I think not! If these people want to continue wrecking our economy and causing budget shortfalls that hurt planning efforts and other social services with their selfish and wasteful use of public dollars, they shouldn't get to do so without hearing from the rest of us.

If we have to use words that they've deemed to be perjorative, then so be it.

Besides, I have a few choice words for them, too.

Kaid @ NRDCSep 5 2012 06:13 PM

My own interest in reducing use of "vibrant" and "urbanism" has nothing to do with strategy and everything to do with clarity and encouraging more creative thinking. Those of us who advocate better planning should not shrink from whatever vocabulary gets the job done.

Deborah WestbrookeSep 6 2012 09:08 AM

I saw it here - on your own blog - and I like your choice of graphics. Thoughtful (and thought-provoking) post. Glad you were able to take some time off.

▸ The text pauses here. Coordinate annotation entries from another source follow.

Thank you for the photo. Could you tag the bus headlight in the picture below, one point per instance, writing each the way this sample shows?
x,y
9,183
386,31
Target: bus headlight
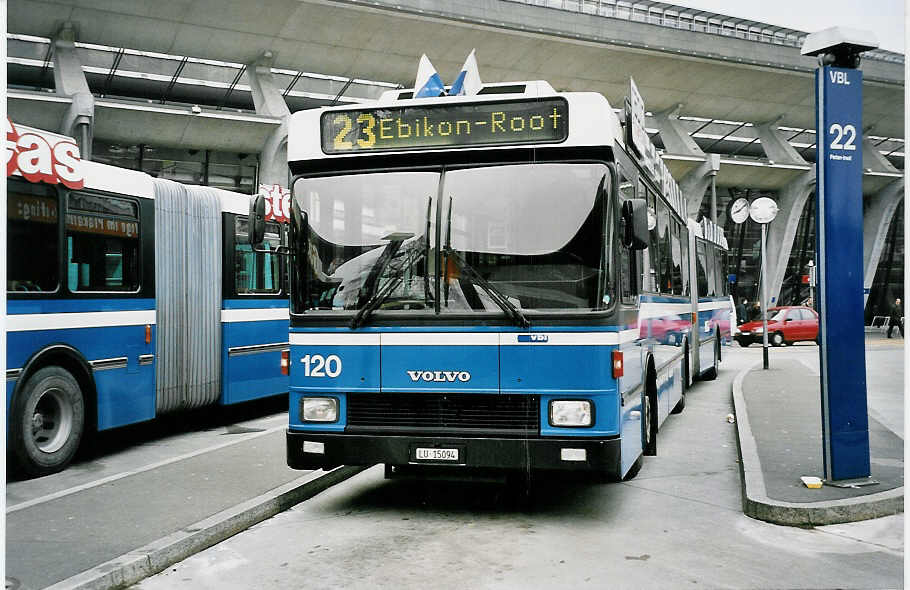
x,y
571,413
319,409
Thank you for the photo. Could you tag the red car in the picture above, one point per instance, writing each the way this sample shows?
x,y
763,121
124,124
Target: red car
x,y
786,325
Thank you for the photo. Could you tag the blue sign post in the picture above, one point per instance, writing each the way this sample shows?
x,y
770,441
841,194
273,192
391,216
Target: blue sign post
x,y
839,235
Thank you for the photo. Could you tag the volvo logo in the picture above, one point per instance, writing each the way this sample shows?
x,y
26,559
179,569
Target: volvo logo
x,y
439,376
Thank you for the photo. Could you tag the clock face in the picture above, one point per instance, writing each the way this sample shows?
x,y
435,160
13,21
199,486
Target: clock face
x,y
763,210
739,210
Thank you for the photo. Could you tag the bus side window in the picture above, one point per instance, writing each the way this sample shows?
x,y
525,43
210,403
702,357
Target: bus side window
x,y
256,272
33,244
666,260
701,273
720,274
675,259
651,271
102,242
684,257
627,257
711,267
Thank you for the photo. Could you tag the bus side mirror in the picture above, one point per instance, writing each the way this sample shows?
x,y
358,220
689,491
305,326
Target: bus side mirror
x,y
256,227
635,217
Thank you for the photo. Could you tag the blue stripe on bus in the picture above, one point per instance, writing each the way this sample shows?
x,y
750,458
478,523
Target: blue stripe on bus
x,y
253,303
665,299
471,329
22,306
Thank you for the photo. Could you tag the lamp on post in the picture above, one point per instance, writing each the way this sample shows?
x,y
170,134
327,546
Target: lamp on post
x,y
839,251
763,210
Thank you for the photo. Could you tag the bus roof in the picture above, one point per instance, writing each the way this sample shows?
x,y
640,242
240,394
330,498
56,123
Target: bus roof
x,y
708,231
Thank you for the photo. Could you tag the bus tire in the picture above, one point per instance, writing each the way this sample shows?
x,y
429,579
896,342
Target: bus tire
x,y
711,374
633,471
649,424
681,404
46,422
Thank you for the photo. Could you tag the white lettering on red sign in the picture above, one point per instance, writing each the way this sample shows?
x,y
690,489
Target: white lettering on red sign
x,y
42,159
277,202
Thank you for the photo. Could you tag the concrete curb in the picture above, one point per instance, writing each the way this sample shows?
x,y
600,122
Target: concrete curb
x,y
157,556
757,504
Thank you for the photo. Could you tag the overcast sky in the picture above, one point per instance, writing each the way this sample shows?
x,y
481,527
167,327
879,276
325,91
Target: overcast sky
x,y
885,18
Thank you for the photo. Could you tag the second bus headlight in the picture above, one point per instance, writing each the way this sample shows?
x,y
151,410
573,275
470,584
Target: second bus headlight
x,y
319,409
571,413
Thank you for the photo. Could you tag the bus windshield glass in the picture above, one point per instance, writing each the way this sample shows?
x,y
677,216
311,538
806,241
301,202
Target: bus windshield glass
x,y
513,237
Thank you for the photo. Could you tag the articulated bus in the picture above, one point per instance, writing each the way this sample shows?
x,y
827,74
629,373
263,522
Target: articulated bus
x,y
500,281
127,297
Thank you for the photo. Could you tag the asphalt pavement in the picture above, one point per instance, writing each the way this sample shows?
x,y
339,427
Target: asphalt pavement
x,y
778,414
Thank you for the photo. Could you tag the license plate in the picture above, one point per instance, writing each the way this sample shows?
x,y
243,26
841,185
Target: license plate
x,y
422,454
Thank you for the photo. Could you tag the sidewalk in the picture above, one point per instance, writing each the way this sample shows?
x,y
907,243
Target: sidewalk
x,y
778,415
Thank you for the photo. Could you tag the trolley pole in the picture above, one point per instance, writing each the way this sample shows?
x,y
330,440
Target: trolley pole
x,y
764,298
839,235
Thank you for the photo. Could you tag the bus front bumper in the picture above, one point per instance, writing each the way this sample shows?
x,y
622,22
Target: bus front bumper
x,y
323,451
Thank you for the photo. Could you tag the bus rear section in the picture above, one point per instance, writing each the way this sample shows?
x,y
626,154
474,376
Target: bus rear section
x,y
465,287
125,302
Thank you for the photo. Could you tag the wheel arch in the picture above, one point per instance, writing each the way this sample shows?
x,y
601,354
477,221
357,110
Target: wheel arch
x,y
70,359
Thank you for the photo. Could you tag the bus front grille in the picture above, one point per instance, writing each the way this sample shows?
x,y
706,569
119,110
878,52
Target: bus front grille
x,y
441,413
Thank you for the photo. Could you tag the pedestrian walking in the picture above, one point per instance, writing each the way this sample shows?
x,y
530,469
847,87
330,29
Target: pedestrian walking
x,y
897,314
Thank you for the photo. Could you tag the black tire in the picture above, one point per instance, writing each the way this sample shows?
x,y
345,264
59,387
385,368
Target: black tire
x,y
711,374
633,471
649,424
46,422
681,404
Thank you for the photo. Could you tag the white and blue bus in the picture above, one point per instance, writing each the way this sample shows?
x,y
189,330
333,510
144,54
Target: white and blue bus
x,y
127,297
496,281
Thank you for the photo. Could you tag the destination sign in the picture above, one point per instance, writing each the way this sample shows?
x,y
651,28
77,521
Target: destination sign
x,y
445,126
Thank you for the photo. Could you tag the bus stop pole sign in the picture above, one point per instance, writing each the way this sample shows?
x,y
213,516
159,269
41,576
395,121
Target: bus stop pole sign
x,y
839,235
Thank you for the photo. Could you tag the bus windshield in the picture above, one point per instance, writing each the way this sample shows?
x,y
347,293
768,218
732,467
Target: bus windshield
x,y
525,237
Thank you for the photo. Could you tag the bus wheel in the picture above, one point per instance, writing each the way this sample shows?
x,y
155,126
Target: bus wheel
x,y
649,425
46,422
711,374
633,471
681,404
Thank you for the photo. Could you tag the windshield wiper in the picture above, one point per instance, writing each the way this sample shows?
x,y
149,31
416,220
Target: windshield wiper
x,y
466,269
495,294
371,282
364,313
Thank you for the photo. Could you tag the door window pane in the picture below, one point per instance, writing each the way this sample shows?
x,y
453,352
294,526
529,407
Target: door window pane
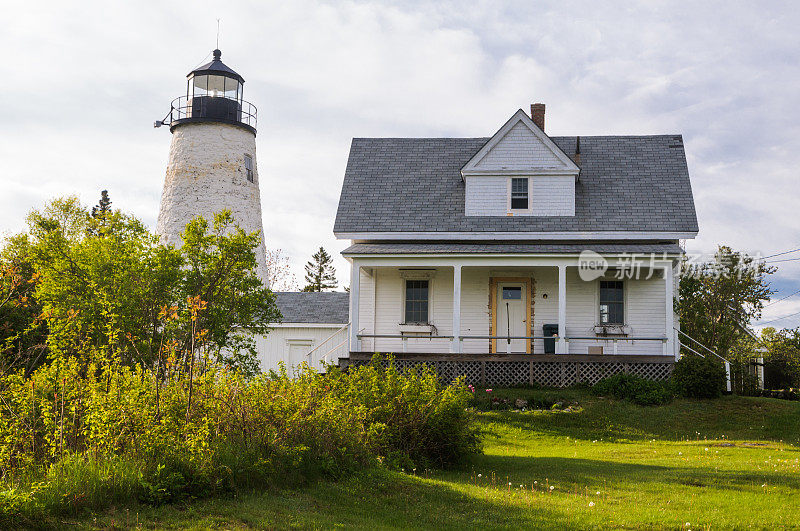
x,y
513,293
416,310
612,302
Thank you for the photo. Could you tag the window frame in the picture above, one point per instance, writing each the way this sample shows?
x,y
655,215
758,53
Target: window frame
x,y
510,199
406,301
622,303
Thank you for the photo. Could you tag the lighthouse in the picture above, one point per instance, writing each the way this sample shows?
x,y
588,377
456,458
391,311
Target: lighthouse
x,y
212,157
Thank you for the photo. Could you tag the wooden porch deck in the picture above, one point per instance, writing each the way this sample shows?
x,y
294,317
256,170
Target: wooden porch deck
x,y
548,370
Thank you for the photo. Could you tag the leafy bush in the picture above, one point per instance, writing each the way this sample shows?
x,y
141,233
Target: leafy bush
x,y
697,377
73,437
634,388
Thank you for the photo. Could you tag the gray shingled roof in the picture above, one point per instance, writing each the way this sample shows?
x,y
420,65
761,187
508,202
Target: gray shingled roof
x,y
329,307
627,183
510,248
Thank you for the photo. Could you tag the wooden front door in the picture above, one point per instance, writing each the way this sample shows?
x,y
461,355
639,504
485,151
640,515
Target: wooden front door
x,y
511,316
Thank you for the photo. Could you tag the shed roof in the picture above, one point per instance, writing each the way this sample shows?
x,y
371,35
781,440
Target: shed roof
x,y
325,307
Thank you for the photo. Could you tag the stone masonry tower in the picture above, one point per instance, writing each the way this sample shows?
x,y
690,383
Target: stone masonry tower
x,y
212,158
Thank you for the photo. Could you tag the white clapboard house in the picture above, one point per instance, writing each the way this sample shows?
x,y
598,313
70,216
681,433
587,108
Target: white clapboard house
x,y
518,258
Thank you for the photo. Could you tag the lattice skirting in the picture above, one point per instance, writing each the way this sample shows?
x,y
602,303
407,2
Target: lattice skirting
x,y
544,373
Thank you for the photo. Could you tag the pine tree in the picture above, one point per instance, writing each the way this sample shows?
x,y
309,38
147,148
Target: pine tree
x,y
320,274
102,208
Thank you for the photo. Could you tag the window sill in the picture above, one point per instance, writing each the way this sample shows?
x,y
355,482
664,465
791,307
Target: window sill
x,y
416,329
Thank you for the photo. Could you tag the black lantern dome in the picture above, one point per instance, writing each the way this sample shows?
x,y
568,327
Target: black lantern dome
x,y
213,94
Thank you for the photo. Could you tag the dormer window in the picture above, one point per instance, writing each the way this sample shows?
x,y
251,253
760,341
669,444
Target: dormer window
x,y
519,193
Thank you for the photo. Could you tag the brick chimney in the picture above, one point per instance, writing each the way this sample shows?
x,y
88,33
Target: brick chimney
x,y
537,114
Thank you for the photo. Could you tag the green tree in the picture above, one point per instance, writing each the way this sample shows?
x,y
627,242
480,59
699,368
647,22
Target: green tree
x,y
782,357
718,298
108,288
23,334
101,282
103,207
220,270
320,274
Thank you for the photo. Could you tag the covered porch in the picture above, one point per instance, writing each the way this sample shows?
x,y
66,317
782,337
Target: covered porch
x,y
535,308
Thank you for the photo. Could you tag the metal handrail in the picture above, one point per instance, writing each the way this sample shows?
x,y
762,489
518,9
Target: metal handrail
x,y
328,339
611,338
182,109
430,336
401,336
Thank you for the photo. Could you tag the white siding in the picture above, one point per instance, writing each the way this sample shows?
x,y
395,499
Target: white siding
x,y
550,195
274,347
520,148
486,196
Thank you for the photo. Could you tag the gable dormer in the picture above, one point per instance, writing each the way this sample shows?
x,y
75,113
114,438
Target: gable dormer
x,y
520,171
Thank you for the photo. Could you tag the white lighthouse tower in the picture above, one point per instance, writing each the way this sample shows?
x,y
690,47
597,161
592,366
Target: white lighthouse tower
x,y
212,158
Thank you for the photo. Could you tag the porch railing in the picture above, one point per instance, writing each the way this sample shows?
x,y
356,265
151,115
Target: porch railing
x,y
325,347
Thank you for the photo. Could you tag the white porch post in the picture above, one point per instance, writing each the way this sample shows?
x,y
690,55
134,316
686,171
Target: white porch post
x,y
355,280
455,345
669,322
561,347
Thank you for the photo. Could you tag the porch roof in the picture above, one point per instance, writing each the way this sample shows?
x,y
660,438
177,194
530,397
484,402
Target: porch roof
x,y
510,248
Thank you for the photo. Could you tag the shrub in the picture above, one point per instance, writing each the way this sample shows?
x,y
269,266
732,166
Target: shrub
x,y
637,390
97,436
697,377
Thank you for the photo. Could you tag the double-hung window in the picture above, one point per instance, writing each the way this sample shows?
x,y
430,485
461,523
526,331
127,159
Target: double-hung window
x,y
248,167
612,302
519,193
417,298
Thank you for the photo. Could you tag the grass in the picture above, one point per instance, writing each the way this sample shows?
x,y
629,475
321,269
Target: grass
x,y
728,463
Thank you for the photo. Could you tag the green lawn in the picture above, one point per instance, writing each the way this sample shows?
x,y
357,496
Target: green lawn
x,y
728,463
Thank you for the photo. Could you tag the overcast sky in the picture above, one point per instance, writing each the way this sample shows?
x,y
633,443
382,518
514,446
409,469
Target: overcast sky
x,y
90,78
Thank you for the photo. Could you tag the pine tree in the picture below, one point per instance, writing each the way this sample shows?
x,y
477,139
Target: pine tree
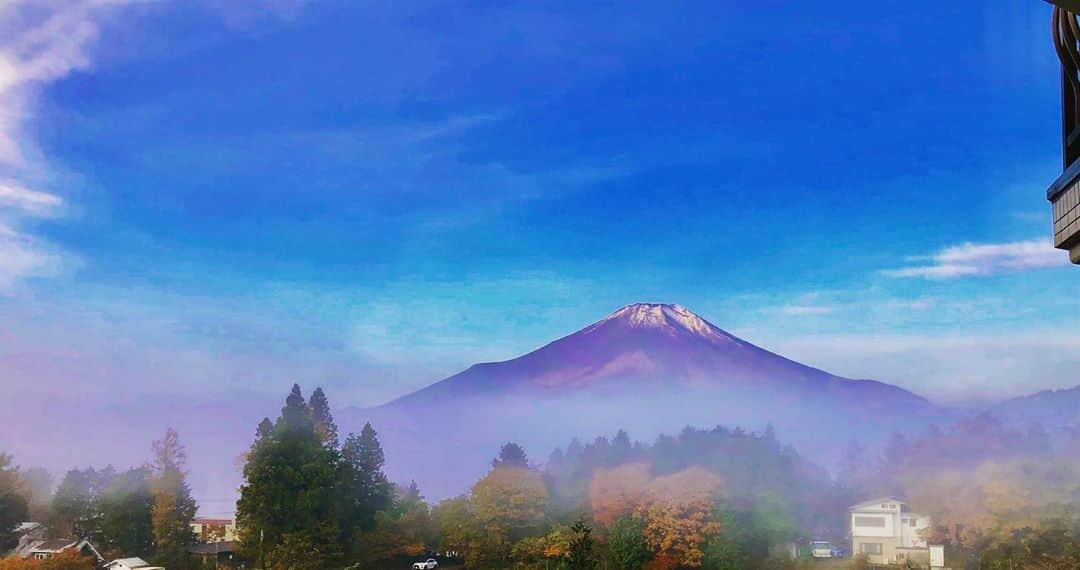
x,y
366,487
291,493
296,415
511,456
13,504
324,420
581,553
173,505
127,514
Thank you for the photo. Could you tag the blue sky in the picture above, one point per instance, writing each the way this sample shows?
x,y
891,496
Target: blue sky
x,y
374,195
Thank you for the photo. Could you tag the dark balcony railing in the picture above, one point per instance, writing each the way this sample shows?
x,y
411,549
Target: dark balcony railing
x,y
1064,193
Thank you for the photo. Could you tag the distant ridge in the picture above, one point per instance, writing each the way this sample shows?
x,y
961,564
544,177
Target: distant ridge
x,y
645,345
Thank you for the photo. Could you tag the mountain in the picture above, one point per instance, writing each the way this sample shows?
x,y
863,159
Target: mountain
x,y
650,347
648,368
1051,408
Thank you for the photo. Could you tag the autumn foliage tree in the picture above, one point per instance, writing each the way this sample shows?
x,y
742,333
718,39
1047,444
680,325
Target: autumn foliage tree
x,y
173,505
678,515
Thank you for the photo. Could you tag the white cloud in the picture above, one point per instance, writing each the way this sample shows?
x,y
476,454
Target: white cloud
x,y
41,41
21,258
804,310
972,259
947,367
28,202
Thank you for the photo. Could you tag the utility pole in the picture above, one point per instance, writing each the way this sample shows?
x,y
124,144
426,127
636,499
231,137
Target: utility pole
x,y
1064,192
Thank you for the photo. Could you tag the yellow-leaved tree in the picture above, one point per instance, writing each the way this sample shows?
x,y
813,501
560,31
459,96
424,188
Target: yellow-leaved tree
x,y
678,516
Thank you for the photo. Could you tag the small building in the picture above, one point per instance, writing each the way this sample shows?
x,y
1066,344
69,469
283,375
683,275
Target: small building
x,y
888,532
218,554
45,548
26,534
131,564
214,529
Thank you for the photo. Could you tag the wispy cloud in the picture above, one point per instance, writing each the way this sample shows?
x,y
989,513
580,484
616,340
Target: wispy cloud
x,y
947,367
29,202
804,310
40,42
972,259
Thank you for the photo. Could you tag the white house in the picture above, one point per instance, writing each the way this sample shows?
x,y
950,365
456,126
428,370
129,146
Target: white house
x,y
214,529
888,532
43,550
131,564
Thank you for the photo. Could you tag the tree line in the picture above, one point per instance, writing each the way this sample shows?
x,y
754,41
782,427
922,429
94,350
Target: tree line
x,y
144,511
716,499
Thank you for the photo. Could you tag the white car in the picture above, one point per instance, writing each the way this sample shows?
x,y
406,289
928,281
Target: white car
x,y
821,550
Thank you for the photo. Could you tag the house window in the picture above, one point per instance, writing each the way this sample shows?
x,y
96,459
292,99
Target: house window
x,y
869,521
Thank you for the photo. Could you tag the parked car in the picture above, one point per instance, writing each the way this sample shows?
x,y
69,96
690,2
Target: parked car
x,y
821,550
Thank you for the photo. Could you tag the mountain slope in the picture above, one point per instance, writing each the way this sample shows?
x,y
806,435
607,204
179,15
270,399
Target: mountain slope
x,y
648,345
1051,408
648,368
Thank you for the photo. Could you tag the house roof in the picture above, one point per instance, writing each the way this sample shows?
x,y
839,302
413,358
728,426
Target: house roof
x,y
207,520
874,502
214,547
129,562
26,527
53,544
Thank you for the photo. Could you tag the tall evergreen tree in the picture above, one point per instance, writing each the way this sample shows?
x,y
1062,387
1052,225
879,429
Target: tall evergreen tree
x,y
13,504
366,487
77,504
511,456
581,555
126,514
291,490
173,505
296,415
324,420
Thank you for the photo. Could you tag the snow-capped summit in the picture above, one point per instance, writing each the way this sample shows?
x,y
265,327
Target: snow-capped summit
x,y
667,317
638,347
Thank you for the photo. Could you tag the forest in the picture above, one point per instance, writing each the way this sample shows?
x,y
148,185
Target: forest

Elaine CleggSep 6 2012 12:46 PM

Kaid, Welcome back! My Dad was a poet and taught me the value of finding the right word for the what you are trying to express. I will continue to use urbanisnm and vibrant when they are the right word, I agree they both get overused. Place and placemaking could be the next victims, but I need words like those to talk about the small towns scattered across Idaho that I have been working with. They are certainly not urban, but all have vital places in them that need to be lively for these towns to flourish (both synonyms of vibrant by the way). Maybe the goal shouldn't be to quit using vibrant and urban as it is to find other words that are better choices when needed.